On September 21st, an incident affected Pipedream’s builder and event inspector from approximately 10:00 AM UTC to 2:00 PM UTC. 

In short, users could not edit or deploy workflows from the builder, and the event inspector did not show the results of incoming events. However, deployed workflows were not affected by the outage. Events were processed normally.

We can do a better job of building resiliency for these incidents into the core service, and we own the downtime. We wanted to share what happened and what we’re doing to address it.

What happened

On September 21st at 7:00 AM PT (13:00 UTC), our team responded to user reports that the Pipedream dashboard wasn’t functioning properly. 

Upon investigation, we noticed our internal API had failed to connect to Redis — one of our core data stores — after Redis Labs initiated unscheduled maintenance, cycling the servers in our Redis cluster. This caused the cluster IP addresses to change. The Ruby client our API uses to connect to Redis failed to resolve the new hosts. Since the API failed to connect to the new cluster, workflows failed to deploy and events failed to load as a result.

At 7:18 AM PT (13:18 UTC), our team restarted the API pods on our Kubernetes cluster. After the restart, the API was able to reconnect to Redis and the incident was resolved.

Why an alarm was not raised

Most of our alarms and auto-recovery mechanisms are tied to the availability of services (e.g. is https://pipedream.com up, is the API able to receive traffic, are workflows running?).

In this particular outage, both the UI and API were available, and workflows continued running, but certain UI operations failed. These triggered exceptions in Sentry — our error-tracking system — but these specific errors failed to raise alarms to our team.

Going forward

As developers, we understand how frustrating downtime can be, especially when the initial response takes hours. A few items came out of our investigation that we plan to tackle:

  1. Upgrade the Ruby Redis client. Newer versions of the client appear to be more resilient to this specific issue.
  2. Investigate a move to a different Redis cluster type that’s more resilient to changes to the underlying cluster / networking (suggested by our hosting provider, Redis Labs).
  3. Raise better alarms on specific, high-volume exceptions like the errors during the incident.

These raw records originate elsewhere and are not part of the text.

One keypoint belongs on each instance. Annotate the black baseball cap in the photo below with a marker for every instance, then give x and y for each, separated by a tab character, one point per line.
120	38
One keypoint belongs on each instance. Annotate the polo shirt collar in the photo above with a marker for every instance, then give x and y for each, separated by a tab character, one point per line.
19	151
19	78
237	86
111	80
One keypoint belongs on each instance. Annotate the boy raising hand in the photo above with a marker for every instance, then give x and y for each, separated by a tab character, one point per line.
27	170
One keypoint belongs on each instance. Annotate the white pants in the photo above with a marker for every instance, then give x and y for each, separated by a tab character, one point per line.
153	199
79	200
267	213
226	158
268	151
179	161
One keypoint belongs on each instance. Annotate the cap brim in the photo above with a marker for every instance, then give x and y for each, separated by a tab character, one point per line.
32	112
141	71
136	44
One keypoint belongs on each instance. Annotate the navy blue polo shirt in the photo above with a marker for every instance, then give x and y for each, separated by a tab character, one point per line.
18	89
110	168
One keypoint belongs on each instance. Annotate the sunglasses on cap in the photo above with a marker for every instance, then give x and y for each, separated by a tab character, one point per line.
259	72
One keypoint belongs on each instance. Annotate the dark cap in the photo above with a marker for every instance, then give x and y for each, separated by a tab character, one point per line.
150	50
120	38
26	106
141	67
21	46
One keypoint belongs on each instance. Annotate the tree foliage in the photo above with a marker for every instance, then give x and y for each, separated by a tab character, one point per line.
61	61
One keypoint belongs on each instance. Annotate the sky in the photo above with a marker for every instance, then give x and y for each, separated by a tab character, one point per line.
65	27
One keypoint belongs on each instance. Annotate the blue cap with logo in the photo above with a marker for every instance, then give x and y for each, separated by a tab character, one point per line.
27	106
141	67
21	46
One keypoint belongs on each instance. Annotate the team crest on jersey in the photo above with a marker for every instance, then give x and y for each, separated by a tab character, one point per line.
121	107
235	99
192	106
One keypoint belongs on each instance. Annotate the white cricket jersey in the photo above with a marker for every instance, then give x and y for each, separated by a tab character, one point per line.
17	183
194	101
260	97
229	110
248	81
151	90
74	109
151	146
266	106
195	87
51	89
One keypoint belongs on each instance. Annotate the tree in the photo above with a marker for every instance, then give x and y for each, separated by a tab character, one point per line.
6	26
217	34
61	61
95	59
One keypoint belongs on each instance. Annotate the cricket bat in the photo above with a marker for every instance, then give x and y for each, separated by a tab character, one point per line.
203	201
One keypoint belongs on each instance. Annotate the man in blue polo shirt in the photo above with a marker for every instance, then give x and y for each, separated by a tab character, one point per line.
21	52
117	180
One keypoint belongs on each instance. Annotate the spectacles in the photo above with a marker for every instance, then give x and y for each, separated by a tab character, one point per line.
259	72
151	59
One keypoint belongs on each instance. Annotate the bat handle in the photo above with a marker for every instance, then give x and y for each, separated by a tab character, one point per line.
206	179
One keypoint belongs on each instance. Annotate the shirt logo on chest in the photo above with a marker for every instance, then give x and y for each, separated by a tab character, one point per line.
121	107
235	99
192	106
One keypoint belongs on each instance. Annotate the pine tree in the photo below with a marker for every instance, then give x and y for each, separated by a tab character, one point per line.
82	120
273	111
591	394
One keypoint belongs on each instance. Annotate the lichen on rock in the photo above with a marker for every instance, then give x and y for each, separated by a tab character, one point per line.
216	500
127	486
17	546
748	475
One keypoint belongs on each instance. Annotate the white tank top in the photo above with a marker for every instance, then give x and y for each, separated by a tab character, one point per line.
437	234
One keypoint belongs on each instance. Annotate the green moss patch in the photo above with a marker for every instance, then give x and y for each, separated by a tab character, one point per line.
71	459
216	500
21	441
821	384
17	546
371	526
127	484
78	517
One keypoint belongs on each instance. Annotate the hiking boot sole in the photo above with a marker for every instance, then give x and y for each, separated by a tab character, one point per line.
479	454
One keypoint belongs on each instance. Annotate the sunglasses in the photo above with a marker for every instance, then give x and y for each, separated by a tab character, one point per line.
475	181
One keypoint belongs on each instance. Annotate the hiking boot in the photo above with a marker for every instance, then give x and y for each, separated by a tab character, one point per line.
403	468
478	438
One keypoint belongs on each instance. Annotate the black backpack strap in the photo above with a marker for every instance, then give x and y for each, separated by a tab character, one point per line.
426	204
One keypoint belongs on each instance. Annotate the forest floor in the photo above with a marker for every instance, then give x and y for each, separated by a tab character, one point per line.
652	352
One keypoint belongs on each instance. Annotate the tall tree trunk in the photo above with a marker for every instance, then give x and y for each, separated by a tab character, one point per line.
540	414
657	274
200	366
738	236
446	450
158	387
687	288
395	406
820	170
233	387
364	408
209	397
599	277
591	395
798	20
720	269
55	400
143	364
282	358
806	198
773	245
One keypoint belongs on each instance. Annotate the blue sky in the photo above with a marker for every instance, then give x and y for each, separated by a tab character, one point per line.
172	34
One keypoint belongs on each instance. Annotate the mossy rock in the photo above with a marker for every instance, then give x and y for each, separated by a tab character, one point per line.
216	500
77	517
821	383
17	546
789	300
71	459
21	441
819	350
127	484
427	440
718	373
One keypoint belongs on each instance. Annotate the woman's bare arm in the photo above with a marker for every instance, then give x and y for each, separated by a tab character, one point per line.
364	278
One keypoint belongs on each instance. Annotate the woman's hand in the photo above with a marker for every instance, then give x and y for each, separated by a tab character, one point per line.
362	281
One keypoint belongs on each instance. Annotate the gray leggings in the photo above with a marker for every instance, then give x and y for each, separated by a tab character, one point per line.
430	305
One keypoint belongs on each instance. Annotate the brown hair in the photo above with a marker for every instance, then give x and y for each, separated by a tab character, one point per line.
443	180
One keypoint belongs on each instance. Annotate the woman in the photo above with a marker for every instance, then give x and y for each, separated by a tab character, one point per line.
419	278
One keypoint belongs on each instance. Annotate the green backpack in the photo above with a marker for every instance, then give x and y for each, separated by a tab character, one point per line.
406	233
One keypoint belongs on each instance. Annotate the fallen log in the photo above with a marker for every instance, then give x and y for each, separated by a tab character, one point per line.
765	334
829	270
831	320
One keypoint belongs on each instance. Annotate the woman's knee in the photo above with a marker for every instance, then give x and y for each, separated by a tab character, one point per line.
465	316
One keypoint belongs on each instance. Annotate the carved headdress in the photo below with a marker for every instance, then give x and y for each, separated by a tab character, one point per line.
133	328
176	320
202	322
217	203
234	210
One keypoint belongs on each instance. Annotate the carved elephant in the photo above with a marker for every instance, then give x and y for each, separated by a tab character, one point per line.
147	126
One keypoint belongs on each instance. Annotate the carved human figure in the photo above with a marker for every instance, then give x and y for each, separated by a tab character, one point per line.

We don’t take your trust for granted. If you have any questions at all or observe any lingering issues from this incident, please let us know.

Posted Sep 22, 2022 - 19:35 UTC

Resolved
This incident has been resolved.
Posted Sep 21, 2022 - 15:02 UTC
Monitoring
A fix has been implemented and we are monitoring the results.
Posted Sep 21, 2022 - 14:25 UTC
Investigating
We have observed an unusual amount of errors on the event summaries API used to hydrate the builder on page load.

We're currently investigating.
Posted Sep 21, 2022 - 14:14 UTC
This incident affected: Public APIs (REST API).